Oireachtas Joint and Select Committees

Thursday, 3 October 2024

Committee on Drugs Use

A Health-Led Approach: Discussion (Resumed)

9:30 am

Dr. Barry Cullen:

Okay. When I was growing up in the 1970s, my mother always warned me when I was going out to parties that it was okay to drink a few beers but never to drink poitín. It reminds me that at the time there was seriously bad alcohol around that is not around today. Some of it comes back to common sense, pragmatism and believing that young people - because they are the ones most at risk - can differentiate between products. They have shown themselves to be able to do this with heroin and other opiates by choosing to use cannabis rather that getting stuck into heroin. The fall-off in the use of heroin over the last 20 years has been incredible. We can copy aspects of the alcohol model, particularly regarding regulation of the types of products available, the licensing systems, the type of outlets, availability to young people and so on. The situation with alcohol is not perfect and it never will be. No regulation system is going to be perfect but we have to start somewhere.

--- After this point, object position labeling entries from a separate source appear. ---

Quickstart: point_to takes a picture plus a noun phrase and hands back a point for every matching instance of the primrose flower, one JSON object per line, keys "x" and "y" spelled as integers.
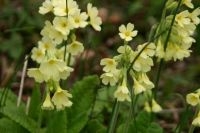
{"x": 155, "y": 107}
{"x": 95, "y": 21}
{"x": 109, "y": 78}
{"x": 127, "y": 33}
{"x": 78, "y": 19}
{"x": 196, "y": 121}
{"x": 142, "y": 64}
{"x": 194, "y": 16}
{"x": 138, "y": 87}
{"x": 122, "y": 93}
{"x": 192, "y": 99}
{"x": 144, "y": 80}
{"x": 75, "y": 48}
{"x": 60, "y": 8}
{"x": 66, "y": 72}
{"x": 183, "y": 18}
{"x": 148, "y": 51}
{"x": 55, "y": 67}
{"x": 46, "y": 7}
{"x": 188, "y": 3}
{"x": 47, "y": 104}
{"x": 47, "y": 45}
{"x": 50, "y": 32}
{"x": 36, "y": 74}
{"x": 62, "y": 25}
{"x": 38, "y": 54}
{"x": 109, "y": 64}
{"x": 61, "y": 99}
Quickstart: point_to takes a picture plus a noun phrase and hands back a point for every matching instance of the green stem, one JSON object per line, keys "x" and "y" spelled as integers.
{"x": 192, "y": 127}
{"x": 115, "y": 113}
{"x": 137, "y": 56}
{"x": 165, "y": 46}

Canada was the western society that started this and other countries have followed its lead. I think there will be less success in the United States because the dollar controls everything there, whereas Canada and the European countries have better regulation systems. We should be looking to those as models.

I want to make a point about how methadone is currently managed. We all have different ailments and illnesses and we deal with different consultancies about different aspects of our bodies all the time. The one person who holds everything together is our GP. If we found a way to get family doctors to take more control of the management and treatment of people who are on methadone, we would dilute all the negativity that goes with specialist treatment centres.